Opposition has sprung up in communities near two municipalities in Hokkaido that intend to host final disposal sites for highly radioactive nuclear waste.

However, the town of Suttsu and the village of Kamoenai have shown no signs that they will even listen to the arguments of their neighbors.

At least two ordinances have been adopted to oppose their waste plans, although they are not legally binding.

Suttsu and Kamoenai have applied to the economy ministry to host final storage facilities for nuclear waste generated at the various power plants across Japan.

The ministry had been searching desperately for years for candidate sites. After the ministry dangled out financial incentives, Suttsu and Kamoenai, both cash-strapped governments, applied.

Eager to move forward, the ministry for the first time approved the start of the first stage in the selection process, which involves about two years of studying documents and maps of seismic activity around the candidate sites.

An applicant for the first 2-year research phase of the 20-year process will receive up to 2 billion yen ($19.4 million) in subsidies.

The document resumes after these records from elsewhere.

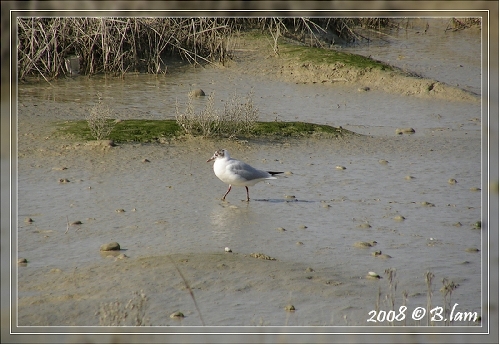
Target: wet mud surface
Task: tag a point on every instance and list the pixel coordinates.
(161, 203)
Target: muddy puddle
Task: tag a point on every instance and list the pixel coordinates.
(309, 220)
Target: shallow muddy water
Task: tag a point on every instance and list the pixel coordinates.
(172, 206)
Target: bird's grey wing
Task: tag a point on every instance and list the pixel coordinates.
(246, 171)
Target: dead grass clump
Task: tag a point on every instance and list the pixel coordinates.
(100, 121)
(117, 45)
(237, 117)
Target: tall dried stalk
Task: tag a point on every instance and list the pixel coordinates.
(117, 45)
(238, 117)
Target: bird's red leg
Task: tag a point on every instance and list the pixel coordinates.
(228, 190)
(248, 196)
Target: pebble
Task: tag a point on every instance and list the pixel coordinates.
(261, 256)
(425, 203)
(176, 315)
(362, 244)
(373, 275)
(407, 130)
(197, 93)
(110, 246)
(378, 254)
(471, 250)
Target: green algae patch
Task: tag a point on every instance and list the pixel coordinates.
(296, 129)
(146, 131)
(321, 56)
(143, 131)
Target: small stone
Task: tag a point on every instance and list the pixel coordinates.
(425, 203)
(471, 250)
(373, 275)
(176, 315)
(407, 130)
(262, 256)
(362, 244)
(197, 93)
(110, 246)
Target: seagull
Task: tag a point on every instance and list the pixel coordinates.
(237, 173)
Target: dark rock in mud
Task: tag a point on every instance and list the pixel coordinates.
(197, 93)
(262, 256)
(176, 315)
(407, 130)
(110, 246)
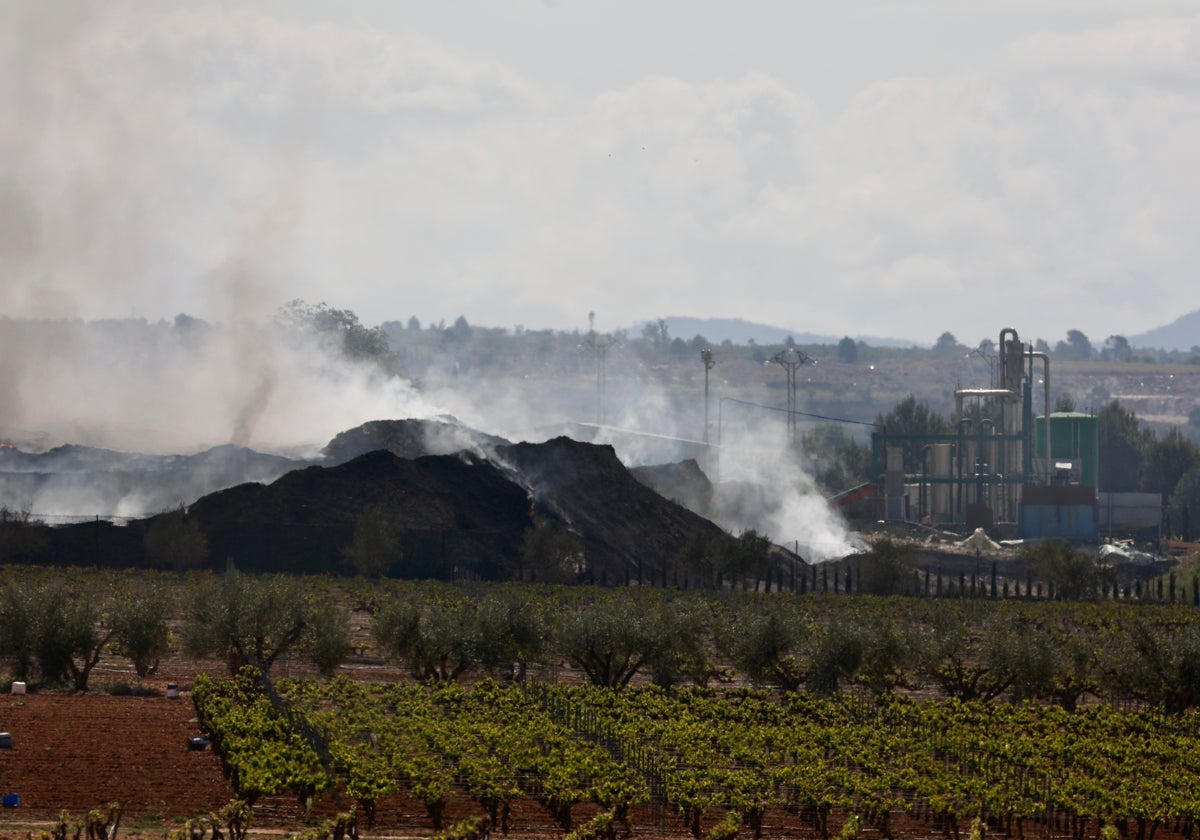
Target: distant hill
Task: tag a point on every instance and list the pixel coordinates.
(1182, 334)
(743, 331)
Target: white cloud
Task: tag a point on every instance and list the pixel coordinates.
(221, 160)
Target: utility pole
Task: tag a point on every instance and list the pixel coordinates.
(706, 355)
(791, 359)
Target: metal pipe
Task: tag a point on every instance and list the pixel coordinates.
(1003, 353)
(1045, 401)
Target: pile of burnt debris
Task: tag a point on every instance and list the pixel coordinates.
(459, 503)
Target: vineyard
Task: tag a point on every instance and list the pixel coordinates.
(335, 706)
(598, 762)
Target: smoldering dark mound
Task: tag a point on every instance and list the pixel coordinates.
(630, 532)
(408, 438)
(101, 483)
(455, 515)
(683, 481)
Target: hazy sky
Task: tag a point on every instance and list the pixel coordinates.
(858, 168)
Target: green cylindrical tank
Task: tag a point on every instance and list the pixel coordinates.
(1073, 436)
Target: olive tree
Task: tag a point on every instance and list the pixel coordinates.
(609, 639)
(435, 639)
(139, 623)
(253, 621)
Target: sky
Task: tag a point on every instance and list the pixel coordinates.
(863, 168)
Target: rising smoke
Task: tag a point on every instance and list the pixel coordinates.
(95, 217)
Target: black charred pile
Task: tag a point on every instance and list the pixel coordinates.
(630, 533)
(105, 483)
(684, 483)
(408, 438)
(453, 515)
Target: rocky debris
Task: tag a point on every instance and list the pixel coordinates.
(451, 514)
(90, 481)
(408, 438)
(630, 533)
(683, 481)
(461, 514)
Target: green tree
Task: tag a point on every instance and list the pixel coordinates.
(71, 631)
(913, 420)
(1072, 574)
(769, 645)
(966, 660)
(141, 629)
(375, 547)
(1157, 661)
(1122, 445)
(887, 569)
(609, 639)
(252, 621)
(352, 339)
(745, 558)
(835, 460)
(1167, 460)
(435, 639)
(18, 625)
(513, 630)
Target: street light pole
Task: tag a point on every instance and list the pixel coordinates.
(790, 359)
(706, 355)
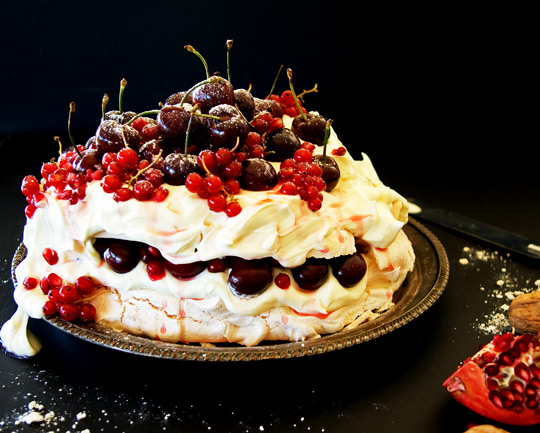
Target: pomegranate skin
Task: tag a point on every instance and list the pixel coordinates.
(499, 396)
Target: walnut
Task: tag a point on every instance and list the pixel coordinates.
(524, 313)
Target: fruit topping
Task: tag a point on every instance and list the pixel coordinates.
(258, 175)
(502, 380)
(312, 274)
(250, 277)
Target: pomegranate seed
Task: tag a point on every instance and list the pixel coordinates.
(68, 293)
(86, 313)
(217, 265)
(54, 280)
(50, 308)
(50, 256)
(232, 209)
(30, 283)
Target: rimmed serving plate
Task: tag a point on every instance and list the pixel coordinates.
(422, 287)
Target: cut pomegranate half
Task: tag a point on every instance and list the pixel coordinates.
(502, 380)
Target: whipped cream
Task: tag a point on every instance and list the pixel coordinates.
(185, 230)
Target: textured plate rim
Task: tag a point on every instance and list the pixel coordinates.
(387, 322)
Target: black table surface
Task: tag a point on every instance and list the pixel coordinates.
(389, 384)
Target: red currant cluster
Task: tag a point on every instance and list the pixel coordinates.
(301, 176)
(127, 176)
(219, 182)
(286, 99)
(69, 301)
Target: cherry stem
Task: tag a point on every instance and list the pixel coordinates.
(104, 103)
(326, 135)
(71, 110)
(229, 47)
(194, 51)
(144, 113)
(213, 79)
(274, 83)
(123, 84)
(289, 74)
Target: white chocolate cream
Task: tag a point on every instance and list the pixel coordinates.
(184, 230)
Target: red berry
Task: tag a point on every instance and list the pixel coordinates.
(30, 186)
(143, 190)
(213, 183)
(217, 202)
(127, 157)
(50, 256)
(86, 313)
(160, 194)
(283, 281)
(68, 312)
(194, 182)
(68, 293)
(122, 194)
(54, 280)
(111, 183)
(85, 285)
(30, 283)
(223, 156)
(288, 188)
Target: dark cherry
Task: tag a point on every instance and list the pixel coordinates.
(218, 91)
(249, 277)
(111, 136)
(349, 270)
(91, 160)
(258, 175)
(271, 106)
(176, 167)
(312, 274)
(245, 102)
(173, 120)
(331, 173)
(122, 256)
(281, 144)
(177, 98)
(120, 117)
(231, 127)
(312, 128)
(150, 151)
(185, 270)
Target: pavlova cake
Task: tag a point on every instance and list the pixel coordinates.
(219, 217)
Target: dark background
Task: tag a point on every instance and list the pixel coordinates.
(441, 99)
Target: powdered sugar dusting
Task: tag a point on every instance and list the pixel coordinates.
(503, 285)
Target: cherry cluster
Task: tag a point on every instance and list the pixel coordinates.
(302, 176)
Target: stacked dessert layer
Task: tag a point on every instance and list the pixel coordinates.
(268, 253)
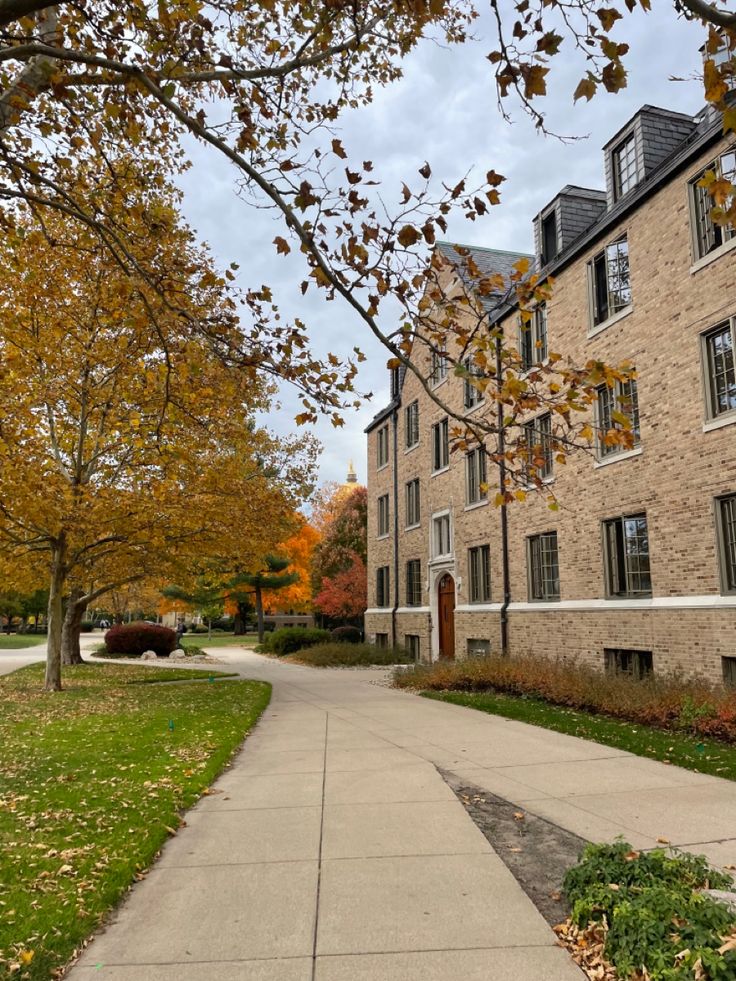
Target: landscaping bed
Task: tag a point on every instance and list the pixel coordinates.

In Shimamaki, a village west of Suttsu, the assembly on Dec. 15 adopted an ordinance to ban nuclear waste from entering the village.

Five of eight Shimamaki assembly members, including its president, submitted the ordinance. The vote was four in favor of the ban and three against, with the assembly president not casting a ballot.

Katsuo Hamano, one of the assembly members who proposed the ordinance and heads a local fisheries cooperative, criticized Suttsu Mayor Haruo Kataoka for overriding local opposition and offering the town as a candidate for nuclear waste storage.

“Suttsu was not even going to listen to (opposing voices),” Hamano said.

The second stage in the selection process is about four years of research, including taking boring samples, to ensure the sites meet general conditions for a storage facility.

“It has to be stopped completely before moving from the first stage to the next,” Hamano said.

After Kataoka in August announced that Suttsu will consider applying to become a nuclear waste facility site, town officials of Kuromatsunai and Rankoshi, which are also near Suttsu, joined Shimamaki in asking the mayor to rethink that plan.

But Kataoka did not slow down.

The three opposing municipalities are all larger than Suttsu, and plans have been broached to use strength in numbers to block Kataoka’s move.

“It is possible to scrum with other local governments that express the same determination,” Masaru Fujisawa, mayor of Shimamaki, said.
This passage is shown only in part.